365 Days (2020), also based on a book franchise, has ridden the Fifty Shades popularity wave. It follows a young woman who is kidnapped by a member of the Italian Mafia and held captive for 365 days until she falls in love with him. Although not as successful, the film exemplifies a new common topic in erotic fiction: mafia romance. The mafia romance trope relies on the same power dynamics as Bodice Rippers, but instead of a knight or lord kidnapping a lady, it’s a mafia don from an incredibly powerful family kidnapping a regular girl. It’s a way of taking a dated concept — in 2022, do any of us still fantasise about knights in shining armour? — and reviving it.


Are these ideas problematic? Ninety-three per cent of women have fantasized about being dominated and having rough sex. About fifty-seven per cent have fantasised about being raped, with a common fantasy being forced into sexual intercourse to survive.

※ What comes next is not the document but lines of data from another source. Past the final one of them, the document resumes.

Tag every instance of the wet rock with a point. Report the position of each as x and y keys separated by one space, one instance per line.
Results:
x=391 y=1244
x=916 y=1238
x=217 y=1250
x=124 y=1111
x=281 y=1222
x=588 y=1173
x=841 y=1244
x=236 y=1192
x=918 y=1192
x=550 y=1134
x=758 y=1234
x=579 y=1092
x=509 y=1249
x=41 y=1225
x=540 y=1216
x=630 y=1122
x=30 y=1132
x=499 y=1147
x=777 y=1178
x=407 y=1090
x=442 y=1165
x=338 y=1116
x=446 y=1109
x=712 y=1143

Clinical Psychologist Michael Yates has this to say: “Forced-sex fantasy may in fact be a product of a more open and exploratory approach to sexual ideas more generally and reflect a willingness to tolerate a whole range of sexual desires as part of a varied sexual life. One recent study has shown that the women who reported the most rape fantasies were also the most sexually open and self-accepting. These women also had the most consensual sex fantasies.”


There is nothing wrong with you if you have BDSM fantasies and indulge in some erotic media. In a world where women’s sexual desires are consistently ridiculed and dismissed, I think we have earned the right to indulge in some smut from time to time.